I have put together some ideas and suggestions for a REST interface om meta. See here: http://meta.wikimedia.org/wiki/REST Please have a look and add your thoughts, if you like.
Coppied from bug #3365 I would like to have a feature that allows me to load diffs but just diffs. <rc> bot reports changes on articles on wikipedia, I have a working bot that processes this. I cant load every diff on wikipedia edit for practical reasons (bandwidth and cpu). So if I could load just the diffs and process that and check for obvious cases of sneaky vandalism. I dont believe it is hard to implement this since we already have a function showing the diff (with the rest of the page).
It should be machibe friendly so as to use minimum bandwith usage and process time. All I care about is whats removed and whats added.
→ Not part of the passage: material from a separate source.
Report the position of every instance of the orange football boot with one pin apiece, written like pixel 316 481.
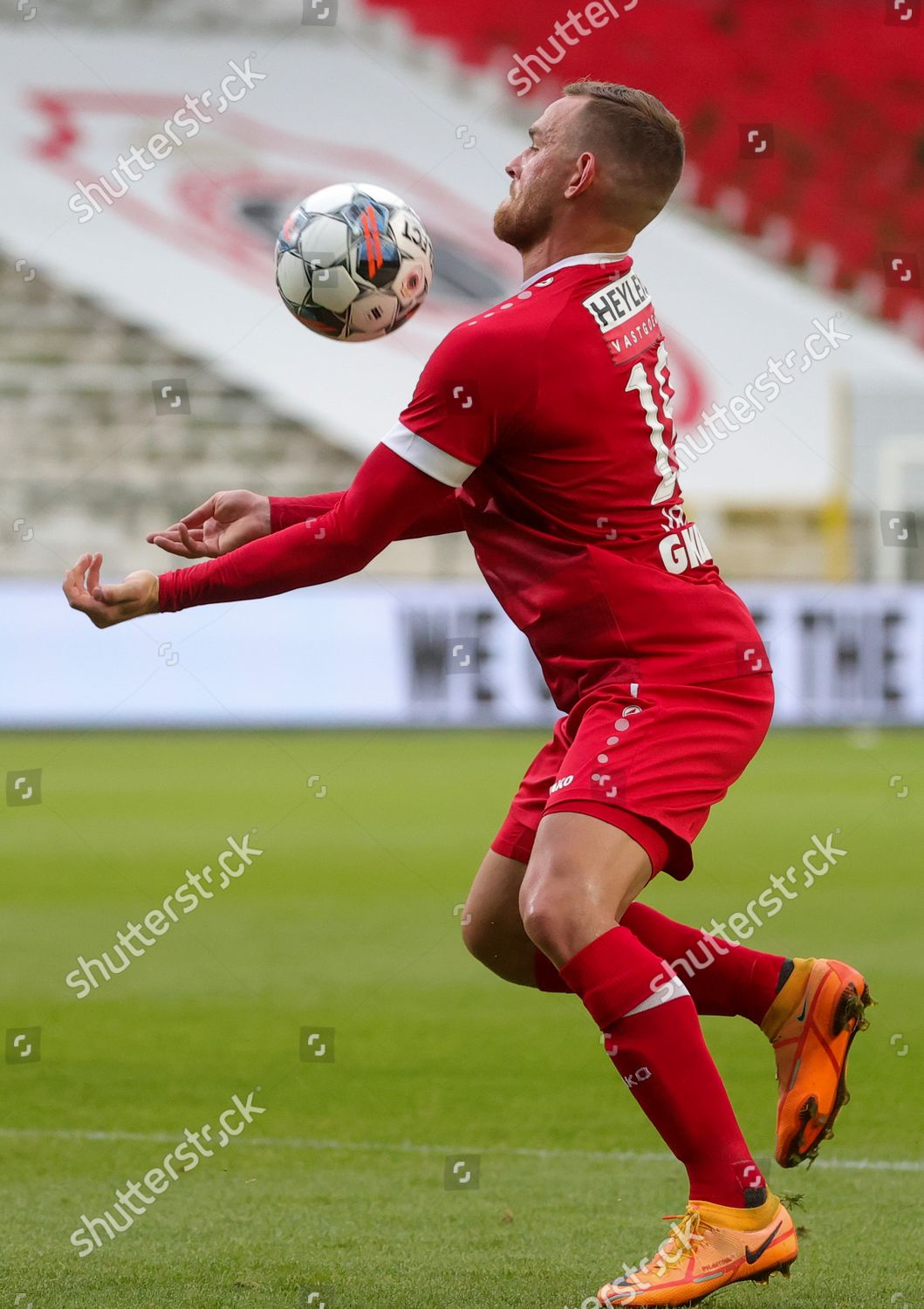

I'd be interested in writing an implementation of WTTP (as described at http://meta.wikimedia.org/wiki/WikiText_Transfer_Protocol). WTTP (or some other RESTful approach) would be quicker to implement than a full-fledged SOAP approach, and it seems like the 80% solution would be much more than the zero percent we've got now.
I agree (c.f. my comment #8). Before starting one should start with the simple case (diffs come later) and clarify the goal: request for a single page, a range of pages or all (= bulk download?).
From the bot's perspective, the most needed features are bulk get and (bulk?) put - anything else can come later. Biggest hurdle - we need a clear indication when the asked page(s) do not exist, and we need to make sure the user's login does not get lost. These two issues have occured numerous time with the present system. Beyond that, any page parsing can be done on the client until later.
The first stage of this interface has been implemented. Ladies and gentlemen, I proudly present the Query API: http://en.wikipedia.org/w/query.php It supports multiple output formats and bulk data retrieval of many items you could only get by html scraping. Any comments are welcome on the API's home page at http://en.wikipedia.org/wiki/User:Yurik/Query_API
We had some of this for ages. More specific requests should be filed separately.